A. To determine the volume of 0.100 M HNO3 needed to neutralize 45.0 mL of 0.667 M KOH, you need to set up a balanced equation for the neutralization reaction:
HNO3(aq) + KOH(aq) → KNO3(aq) + H2O(l)
From the balanced equation, you can see that the ratio of HNO3 to KOH is 1:1. This means that one mole of HNO3 reacts with one mole of KOH. Using this information, you can set up a stoichiometric equation:
(0.100 mol/L HNO3) × (x L HNO3) = (0.667 mol/L KOH) × (45.0 mL KOH)

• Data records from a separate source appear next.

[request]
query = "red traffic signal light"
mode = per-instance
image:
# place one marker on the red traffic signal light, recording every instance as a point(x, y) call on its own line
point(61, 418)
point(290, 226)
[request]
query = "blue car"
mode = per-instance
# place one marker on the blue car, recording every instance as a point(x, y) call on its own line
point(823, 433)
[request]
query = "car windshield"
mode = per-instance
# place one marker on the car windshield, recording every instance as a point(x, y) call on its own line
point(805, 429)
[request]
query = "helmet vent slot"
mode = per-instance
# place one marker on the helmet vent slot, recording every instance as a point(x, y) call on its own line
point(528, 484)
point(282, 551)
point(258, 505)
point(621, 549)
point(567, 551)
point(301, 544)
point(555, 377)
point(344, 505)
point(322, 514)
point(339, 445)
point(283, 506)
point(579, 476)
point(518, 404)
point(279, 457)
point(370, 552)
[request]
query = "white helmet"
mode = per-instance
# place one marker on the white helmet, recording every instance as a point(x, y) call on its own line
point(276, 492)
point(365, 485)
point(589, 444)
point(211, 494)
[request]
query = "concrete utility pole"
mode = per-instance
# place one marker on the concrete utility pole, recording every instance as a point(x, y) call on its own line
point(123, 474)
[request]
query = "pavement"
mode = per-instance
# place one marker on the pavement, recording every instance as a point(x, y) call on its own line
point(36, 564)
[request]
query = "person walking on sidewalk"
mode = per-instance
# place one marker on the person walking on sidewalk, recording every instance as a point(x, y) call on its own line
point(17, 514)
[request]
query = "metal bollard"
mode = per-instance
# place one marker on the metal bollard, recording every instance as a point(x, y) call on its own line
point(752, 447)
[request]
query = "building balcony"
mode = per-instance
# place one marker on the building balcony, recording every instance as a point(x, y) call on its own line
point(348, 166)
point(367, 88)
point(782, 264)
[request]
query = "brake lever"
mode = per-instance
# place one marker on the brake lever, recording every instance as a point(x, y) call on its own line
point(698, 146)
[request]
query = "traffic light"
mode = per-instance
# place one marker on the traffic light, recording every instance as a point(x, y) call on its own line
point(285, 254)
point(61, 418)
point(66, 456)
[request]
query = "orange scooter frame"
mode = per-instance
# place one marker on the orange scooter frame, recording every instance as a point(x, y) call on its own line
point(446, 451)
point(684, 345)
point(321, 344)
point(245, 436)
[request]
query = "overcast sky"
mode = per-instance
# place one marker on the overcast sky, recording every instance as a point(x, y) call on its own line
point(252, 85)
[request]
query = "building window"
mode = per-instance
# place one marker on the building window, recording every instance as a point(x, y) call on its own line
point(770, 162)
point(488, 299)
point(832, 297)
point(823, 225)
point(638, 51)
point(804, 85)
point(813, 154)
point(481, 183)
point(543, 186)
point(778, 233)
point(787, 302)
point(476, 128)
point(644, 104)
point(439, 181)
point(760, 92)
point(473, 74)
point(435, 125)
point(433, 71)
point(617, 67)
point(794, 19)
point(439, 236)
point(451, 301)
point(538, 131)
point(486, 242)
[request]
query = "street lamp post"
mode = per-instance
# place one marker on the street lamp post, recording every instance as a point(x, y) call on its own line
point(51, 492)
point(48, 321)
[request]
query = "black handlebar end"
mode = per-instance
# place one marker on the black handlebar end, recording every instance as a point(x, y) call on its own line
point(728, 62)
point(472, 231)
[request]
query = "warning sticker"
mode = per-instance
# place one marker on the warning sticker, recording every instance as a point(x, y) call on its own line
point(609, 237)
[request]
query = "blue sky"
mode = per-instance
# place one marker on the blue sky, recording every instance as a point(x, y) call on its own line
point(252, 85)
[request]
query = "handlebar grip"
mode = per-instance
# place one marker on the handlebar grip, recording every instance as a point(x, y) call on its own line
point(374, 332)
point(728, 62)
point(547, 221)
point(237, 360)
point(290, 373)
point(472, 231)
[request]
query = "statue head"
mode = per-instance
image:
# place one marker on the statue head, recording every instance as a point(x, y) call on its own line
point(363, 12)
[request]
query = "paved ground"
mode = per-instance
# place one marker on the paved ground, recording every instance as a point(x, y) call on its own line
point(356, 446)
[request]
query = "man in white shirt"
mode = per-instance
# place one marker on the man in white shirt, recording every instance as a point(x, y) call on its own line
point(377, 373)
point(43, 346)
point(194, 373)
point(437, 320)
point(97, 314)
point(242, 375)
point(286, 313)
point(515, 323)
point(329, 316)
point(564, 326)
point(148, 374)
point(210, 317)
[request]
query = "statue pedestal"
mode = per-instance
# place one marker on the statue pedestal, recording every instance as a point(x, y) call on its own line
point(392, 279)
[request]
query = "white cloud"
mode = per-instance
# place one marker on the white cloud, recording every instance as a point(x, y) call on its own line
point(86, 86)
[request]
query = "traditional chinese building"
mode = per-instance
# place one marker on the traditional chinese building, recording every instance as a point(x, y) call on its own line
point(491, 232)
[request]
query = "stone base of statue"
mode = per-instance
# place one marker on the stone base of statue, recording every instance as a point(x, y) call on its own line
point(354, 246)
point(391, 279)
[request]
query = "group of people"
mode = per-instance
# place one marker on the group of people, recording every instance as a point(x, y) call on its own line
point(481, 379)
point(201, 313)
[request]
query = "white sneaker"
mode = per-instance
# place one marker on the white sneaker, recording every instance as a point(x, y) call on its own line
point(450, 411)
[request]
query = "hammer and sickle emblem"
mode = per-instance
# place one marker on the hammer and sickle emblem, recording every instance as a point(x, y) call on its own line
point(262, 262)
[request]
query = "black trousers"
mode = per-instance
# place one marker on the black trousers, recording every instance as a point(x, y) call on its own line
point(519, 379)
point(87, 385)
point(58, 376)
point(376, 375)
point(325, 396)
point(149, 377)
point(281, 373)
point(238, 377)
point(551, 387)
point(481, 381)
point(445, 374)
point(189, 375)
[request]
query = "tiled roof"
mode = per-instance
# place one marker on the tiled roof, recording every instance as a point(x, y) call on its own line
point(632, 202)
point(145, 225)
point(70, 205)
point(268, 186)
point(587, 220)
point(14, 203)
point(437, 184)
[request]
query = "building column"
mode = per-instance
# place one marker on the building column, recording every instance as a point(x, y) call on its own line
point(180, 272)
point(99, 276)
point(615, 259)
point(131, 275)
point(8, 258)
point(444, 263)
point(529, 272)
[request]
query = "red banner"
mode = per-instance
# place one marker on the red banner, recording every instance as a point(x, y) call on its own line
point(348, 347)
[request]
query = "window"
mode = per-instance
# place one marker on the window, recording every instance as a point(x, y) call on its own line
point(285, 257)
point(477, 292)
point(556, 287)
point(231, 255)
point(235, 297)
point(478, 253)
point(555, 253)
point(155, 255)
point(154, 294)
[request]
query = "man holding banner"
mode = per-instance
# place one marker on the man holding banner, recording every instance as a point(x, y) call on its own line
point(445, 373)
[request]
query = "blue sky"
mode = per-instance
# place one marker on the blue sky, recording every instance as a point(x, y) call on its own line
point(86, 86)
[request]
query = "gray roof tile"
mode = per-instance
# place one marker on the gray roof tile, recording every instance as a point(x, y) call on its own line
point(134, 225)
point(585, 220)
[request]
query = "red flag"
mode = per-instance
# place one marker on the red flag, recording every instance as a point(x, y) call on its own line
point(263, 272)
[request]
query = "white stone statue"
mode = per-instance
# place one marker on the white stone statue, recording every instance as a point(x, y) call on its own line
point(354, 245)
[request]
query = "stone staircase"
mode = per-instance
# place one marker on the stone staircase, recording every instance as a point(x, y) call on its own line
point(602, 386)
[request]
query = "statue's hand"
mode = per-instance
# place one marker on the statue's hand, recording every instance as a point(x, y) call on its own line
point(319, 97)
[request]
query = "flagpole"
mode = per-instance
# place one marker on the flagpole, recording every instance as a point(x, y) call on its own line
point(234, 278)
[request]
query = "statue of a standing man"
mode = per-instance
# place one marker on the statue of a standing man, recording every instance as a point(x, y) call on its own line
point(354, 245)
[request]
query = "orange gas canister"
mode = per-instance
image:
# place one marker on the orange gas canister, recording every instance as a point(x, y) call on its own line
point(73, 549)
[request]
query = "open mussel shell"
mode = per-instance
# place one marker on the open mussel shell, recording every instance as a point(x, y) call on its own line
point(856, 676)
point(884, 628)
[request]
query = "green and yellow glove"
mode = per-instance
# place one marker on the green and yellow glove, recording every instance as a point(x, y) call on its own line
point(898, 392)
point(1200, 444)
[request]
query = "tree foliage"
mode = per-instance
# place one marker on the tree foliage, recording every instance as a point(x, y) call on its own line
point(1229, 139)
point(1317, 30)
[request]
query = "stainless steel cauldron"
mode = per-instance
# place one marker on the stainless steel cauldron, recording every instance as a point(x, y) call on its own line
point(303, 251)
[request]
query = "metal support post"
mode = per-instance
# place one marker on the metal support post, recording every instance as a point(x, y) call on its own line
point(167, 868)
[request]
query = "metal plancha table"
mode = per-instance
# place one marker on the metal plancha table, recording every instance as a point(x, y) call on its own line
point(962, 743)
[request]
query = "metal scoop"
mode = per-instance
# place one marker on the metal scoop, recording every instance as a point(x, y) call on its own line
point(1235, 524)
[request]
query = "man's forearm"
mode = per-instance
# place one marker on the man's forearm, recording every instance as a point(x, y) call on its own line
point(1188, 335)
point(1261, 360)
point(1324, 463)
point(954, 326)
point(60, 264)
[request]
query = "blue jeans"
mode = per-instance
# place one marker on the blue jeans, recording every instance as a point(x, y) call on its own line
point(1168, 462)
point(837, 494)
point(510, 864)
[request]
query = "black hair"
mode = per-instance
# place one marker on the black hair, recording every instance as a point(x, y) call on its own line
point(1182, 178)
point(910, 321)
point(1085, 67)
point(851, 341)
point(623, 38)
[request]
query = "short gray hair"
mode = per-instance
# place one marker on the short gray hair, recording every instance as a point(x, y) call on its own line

Solving for x, the volume of 0.100 M HNO3 needed:
x = (0.667 mol/L KOH) × (45.0 mL KOH) / (0.100 mol/L HNO3)
x = 29.985 mL HNO3
Therefore, approximately 30.0 mL of 0.100 M HNO3 are needed to neutralize 45.0 mL of 0.667 M KOH.
B. To determine the volume of 0.100 M HNO3 needed to neutralize 58.5 mL of 0.0100 M Al(OH)3, you need to set up a balanced equation for the neutralization reaction:
3 HNO3(aq) + Al(OH)3(aq) → Al(NO3)3(aq) + 3 H2O(l)
From the balanced equation, you can see that the ratio of HNO3 to Al(OH)3 is 3:1. This means that three moles of HNO3 react with one mole of Al(OH)3. Using this information, you can set up a stoichiometric equation:
(0.100 mol/L HNO3) × (x L HNO3) = (0.0100 mol/L Al(OH)3) × (58.5 mL Al(OH)3) / (1000 mL/L)
Solving for x, the volume of 0.100 M HNO3 needed:
x = (0.0100 mol/L Al(OH)3) × (58.5 mL Al(OH)3) / (1000 mL/L) / (0.100 mol/L HNO3)
x = 0.585 mL HNO3
Therefore, approximately 0.585 mL of 0.100 M HNO3 are needed to neutralize 58.5 mL of 0.0100 M Al(OH)3.